The model was trained on the Tiny Shakespeare dataset and generates Shakespeare-like text at the character level.
I wanted to understand how language models work internally rather than relying on pre-trained models or APIs. My goal was to build a complete Transformer from scratch that could be trained on modest hardware and still demonstrate the core principles used in modern language models.
- Character-level language modeling
- Transformer architecture with causal self-attention
- Multi-head attention
- Positional embeddings
- Autoregressive text generation
- CPU-only training and inference
- Implemented entirely in PyTorch
| Parameter | Value |
|---|---|
| Embedding Size | 32 |
| Attention Heads | 2 |
| Transformer Layers | 2 |
| Context Length | 64 |
| Vocabulary Type | Character-level |
| Parameters | 31,553 |
Input Characters
↓
Token Embeddings
+
Positional Embeddings
↓
2 Transformer Blocks
├─ Multi-Head Self-Attention
├─ Feed Forward Network
├─ Residual Connections
└─ Layer Normalization
↓
Language Modeling Head
↓
Predicted Next Character
- CPU: Intel Core i5-3320M
- Cores / Threads: 2 Cores, 4 Threads
- RAM: 8 GB
- Operating System: Debian 13 (Trixie)
| Parameter | Value |
|---|---|
| Optimizer | AdamW |
| Learning Rate | 1e-3 |
| Batch Size | 16 |
| Training Steps | 3000 |
| Device | CPU |
| Metric | Value |
|---|---|
| Initial Loss | 4.41 |
| Final Loss | 2.11 |
| Parameters | 31,553 |
The loss decreased steadily during training, indicating that the model successfully learned character patterns, word boundaries, punctuation usage, and text structure from the training corpus.

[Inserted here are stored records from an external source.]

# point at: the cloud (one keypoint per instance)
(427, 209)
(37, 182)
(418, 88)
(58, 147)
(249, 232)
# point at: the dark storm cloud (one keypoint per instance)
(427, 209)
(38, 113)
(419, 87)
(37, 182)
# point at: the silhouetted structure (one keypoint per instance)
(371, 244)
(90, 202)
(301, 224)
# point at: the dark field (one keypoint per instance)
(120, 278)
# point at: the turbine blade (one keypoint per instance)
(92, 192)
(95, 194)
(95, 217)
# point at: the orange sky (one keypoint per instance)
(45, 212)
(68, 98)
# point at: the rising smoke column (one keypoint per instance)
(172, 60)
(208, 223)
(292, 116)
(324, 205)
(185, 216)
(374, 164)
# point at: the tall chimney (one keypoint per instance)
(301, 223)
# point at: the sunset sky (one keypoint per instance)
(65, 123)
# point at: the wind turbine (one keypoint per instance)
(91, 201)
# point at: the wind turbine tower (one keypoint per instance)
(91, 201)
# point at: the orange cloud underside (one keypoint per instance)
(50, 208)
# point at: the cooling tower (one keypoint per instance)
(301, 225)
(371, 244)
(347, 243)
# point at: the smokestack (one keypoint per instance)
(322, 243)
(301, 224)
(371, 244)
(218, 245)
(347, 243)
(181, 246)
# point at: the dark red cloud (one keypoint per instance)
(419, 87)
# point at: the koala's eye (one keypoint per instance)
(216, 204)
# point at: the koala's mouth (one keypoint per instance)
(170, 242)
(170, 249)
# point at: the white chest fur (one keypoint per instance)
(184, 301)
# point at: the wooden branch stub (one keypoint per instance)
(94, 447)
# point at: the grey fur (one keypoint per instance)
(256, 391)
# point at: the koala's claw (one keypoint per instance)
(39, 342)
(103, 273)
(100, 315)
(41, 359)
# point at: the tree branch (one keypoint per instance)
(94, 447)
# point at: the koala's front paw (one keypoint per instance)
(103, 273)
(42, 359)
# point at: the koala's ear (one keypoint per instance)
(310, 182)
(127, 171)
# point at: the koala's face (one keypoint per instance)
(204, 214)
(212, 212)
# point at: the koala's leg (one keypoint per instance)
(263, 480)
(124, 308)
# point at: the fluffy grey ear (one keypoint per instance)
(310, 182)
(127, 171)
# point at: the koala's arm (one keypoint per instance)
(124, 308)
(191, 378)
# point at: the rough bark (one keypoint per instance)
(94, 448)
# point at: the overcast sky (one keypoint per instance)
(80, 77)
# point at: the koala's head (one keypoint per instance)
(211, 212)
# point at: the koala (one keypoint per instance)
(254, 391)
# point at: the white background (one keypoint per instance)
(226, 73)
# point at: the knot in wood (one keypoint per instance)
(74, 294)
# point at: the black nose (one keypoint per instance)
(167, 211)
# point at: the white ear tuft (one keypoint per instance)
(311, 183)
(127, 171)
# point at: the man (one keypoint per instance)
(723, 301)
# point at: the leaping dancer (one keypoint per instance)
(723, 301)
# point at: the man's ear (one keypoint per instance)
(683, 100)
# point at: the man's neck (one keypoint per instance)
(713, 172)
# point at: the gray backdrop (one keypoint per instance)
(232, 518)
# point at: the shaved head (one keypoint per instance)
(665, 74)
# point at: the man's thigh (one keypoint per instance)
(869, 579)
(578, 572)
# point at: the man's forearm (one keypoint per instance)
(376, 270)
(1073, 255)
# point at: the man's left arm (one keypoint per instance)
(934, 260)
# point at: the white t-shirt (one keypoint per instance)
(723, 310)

Walive neall tas o how no ger shat,
Yors lag ce sveflid nasthbl prou, at
am knoffet toue as arve tre, hrom Anjandke ass
Whainener can ate allles ther ireg; ofe is,
That iver, mel: pre thabl boourds:
Although the generated text is not fully coherent, it demonstrates that the model learned aspects of English spelling, formatting, capitalization, and Shakespeare-like structure.
tinygpt/
│
├── data/
│ └── corpus.txt
│
├── dataset.py
├── model.py
├── train.py
├── generate.py
│
├── checkpoints/
│
└── README.md
Through this project, I gained practical experience with:
- Neural network fundamentals
- Transformer architecture
- Self-attention mechanisms
- Tokenization and vocabulary construction
- Language model training
- Loss functions and optimization
- Text generation
- PyTorch development
- Running machine learning workloads on limited hardware
Potential improvements include:
- Weight tying
- Dropout regularization
- Checkpoint resume support
- Better datasets
- Subword tokenization
- Larger model sizes
- Validation loss tracking
- Training visualizations
This project demonstrates that even a small Transformer with only 31,553 parameters can learn meaningful patterns from text. Building and training the model from scratch provided a practical understanding of the core ideas behind modern language models while remaining lightweight enough to run on older consumer hardware.